Sucralose reduced insulin signalling through an ERK1/2-based mechanism. To this end, sucralose administration inhibited insulin-induced phosphorylation of Akt and enhanced MAPK phosphorylation, especially JNK1/2 and ERK1/2, in HepG2 cells within 60 and five minutes, respectively.

Sucralose-induced resistance to insulin in HepG2 cells was reduced by blocking T1R3 with lactisole or pre-treatment with endoplasmic reticulum stress inhibitors. U0126 pre-treatment also reduced the effect of sucralose on the phosphorylation of Akt.

Among HFD-fed mice, ERK1/2 activity was higher than in Chow diet-fed animals. Further, sucralose supplementation enhanced the impact of high-fat diets on ERK1/2 phosphorylation.

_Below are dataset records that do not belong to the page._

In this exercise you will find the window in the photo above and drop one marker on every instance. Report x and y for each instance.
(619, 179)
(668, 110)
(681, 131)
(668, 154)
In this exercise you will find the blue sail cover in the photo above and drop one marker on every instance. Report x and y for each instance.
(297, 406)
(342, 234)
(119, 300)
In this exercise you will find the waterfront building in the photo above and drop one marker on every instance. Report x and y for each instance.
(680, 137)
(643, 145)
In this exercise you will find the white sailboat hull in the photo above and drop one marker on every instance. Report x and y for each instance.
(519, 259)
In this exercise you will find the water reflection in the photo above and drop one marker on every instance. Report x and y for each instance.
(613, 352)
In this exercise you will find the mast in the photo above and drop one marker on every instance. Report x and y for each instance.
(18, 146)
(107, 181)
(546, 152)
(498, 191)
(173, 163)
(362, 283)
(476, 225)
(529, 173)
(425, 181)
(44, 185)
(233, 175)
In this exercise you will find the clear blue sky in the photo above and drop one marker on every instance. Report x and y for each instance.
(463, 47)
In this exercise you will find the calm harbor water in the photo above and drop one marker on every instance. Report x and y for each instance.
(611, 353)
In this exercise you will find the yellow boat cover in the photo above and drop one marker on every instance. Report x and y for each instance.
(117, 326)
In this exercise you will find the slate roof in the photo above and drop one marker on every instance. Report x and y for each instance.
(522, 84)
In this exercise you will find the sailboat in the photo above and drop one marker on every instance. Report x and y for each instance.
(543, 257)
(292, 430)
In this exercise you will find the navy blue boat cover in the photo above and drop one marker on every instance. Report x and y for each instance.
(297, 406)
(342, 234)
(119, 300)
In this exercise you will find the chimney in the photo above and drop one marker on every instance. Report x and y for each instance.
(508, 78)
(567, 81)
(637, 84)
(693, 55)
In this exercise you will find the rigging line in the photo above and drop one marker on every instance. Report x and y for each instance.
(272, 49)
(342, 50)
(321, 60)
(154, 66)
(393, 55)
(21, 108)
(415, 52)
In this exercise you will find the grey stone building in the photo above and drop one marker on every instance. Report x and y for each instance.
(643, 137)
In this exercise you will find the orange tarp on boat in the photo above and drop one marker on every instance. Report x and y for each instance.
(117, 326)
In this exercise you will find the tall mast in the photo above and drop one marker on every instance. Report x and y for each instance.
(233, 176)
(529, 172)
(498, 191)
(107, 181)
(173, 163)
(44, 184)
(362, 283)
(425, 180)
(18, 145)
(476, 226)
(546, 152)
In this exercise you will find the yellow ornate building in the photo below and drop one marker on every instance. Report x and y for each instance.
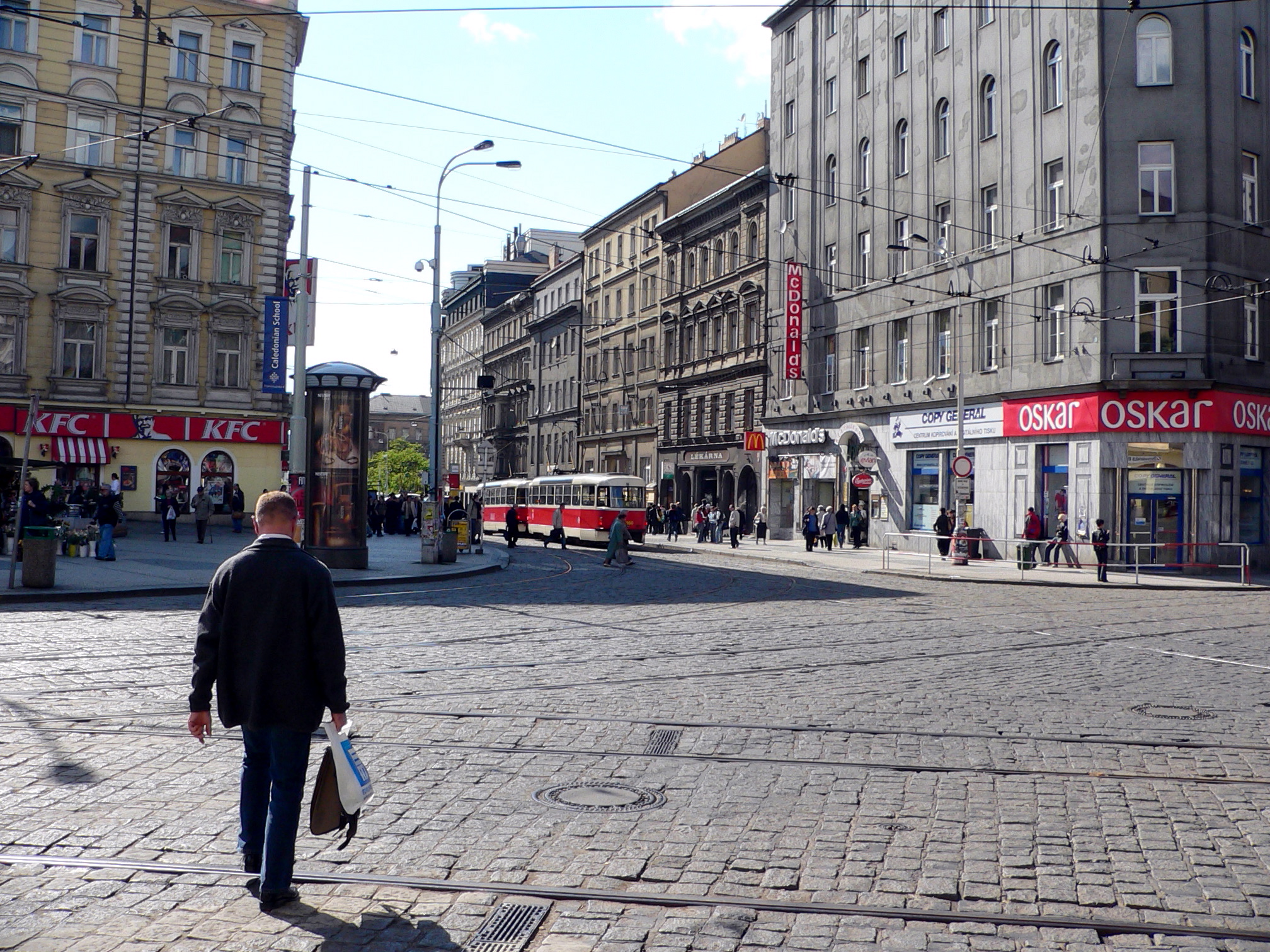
(144, 216)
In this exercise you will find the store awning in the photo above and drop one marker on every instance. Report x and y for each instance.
(76, 450)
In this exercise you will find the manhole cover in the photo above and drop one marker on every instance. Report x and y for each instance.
(1171, 712)
(598, 798)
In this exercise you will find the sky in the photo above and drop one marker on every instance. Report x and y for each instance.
(671, 82)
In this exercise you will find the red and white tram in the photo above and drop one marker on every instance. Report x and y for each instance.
(591, 503)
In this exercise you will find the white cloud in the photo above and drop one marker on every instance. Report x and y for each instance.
(746, 41)
(484, 31)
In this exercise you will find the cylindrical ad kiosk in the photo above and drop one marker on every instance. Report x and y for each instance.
(338, 404)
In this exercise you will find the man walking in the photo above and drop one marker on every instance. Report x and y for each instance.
(1100, 540)
(270, 639)
(202, 513)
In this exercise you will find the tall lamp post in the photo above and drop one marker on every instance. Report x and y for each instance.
(430, 542)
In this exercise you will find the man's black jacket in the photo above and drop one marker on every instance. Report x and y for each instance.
(270, 638)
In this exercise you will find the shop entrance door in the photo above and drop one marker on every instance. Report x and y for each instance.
(1156, 521)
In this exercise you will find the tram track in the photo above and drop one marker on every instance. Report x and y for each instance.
(578, 894)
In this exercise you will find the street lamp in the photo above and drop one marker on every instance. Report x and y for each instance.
(430, 553)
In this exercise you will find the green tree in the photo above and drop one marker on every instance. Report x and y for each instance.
(397, 468)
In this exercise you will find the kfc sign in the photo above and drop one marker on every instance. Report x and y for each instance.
(1145, 412)
(792, 320)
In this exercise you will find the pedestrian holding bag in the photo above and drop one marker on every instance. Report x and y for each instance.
(341, 790)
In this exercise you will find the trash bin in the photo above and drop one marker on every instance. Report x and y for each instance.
(447, 547)
(38, 557)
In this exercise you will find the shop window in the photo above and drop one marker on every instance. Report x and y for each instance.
(1251, 494)
(217, 478)
(924, 490)
(172, 471)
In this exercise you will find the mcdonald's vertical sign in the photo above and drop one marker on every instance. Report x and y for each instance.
(792, 320)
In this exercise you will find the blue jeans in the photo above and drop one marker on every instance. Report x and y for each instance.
(106, 545)
(273, 786)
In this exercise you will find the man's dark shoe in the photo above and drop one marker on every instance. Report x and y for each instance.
(273, 899)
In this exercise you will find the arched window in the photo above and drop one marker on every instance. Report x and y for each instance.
(1155, 52)
(1053, 75)
(942, 133)
(988, 108)
(1247, 64)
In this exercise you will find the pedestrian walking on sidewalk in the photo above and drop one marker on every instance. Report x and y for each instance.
(944, 531)
(733, 526)
(202, 513)
(1100, 540)
(271, 642)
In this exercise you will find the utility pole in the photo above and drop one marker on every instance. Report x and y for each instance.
(299, 436)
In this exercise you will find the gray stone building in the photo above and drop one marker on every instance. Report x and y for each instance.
(712, 376)
(556, 341)
(1055, 211)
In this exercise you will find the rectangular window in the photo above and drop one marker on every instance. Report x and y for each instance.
(900, 351)
(1157, 300)
(9, 344)
(94, 40)
(862, 356)
(11, 128)
(226, 360)
(9, 220)
(188, 46)
(1155, 178)
(82, 254)
(89, 132)
(1055, 187)
(1249, 174)
(1056, 322)
(79, 349)
(181, 241)
(991, 215)
(941, 30)
(235, 162)
(990, 336)
(13, 25)
(231, 257)
(241, 65)
(942, 328)
(176, 354)
(183, 150)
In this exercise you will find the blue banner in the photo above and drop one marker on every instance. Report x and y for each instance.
(275, 378)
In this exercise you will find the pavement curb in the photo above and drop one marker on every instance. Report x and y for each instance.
(1061, 584)
(25, 597)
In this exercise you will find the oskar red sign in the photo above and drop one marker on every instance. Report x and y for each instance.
(201, 429)
(1145, 412)
(792, 320)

 The AUC findings after U0126 administration confirmed that U0126 administration alleviated the intolerance to glucose during the oral glucose tolerance test among HFSUC mice. U0126 treatment also reduced decreased sugar levels among HFSUC mice during the insulin tolerance test.

Overall, the current study found that sucralose increased HFD-induced resistance to insulin in mice and disrupted insulin signalling in the liver through an ERK1/2- T1R3-dependent pathway.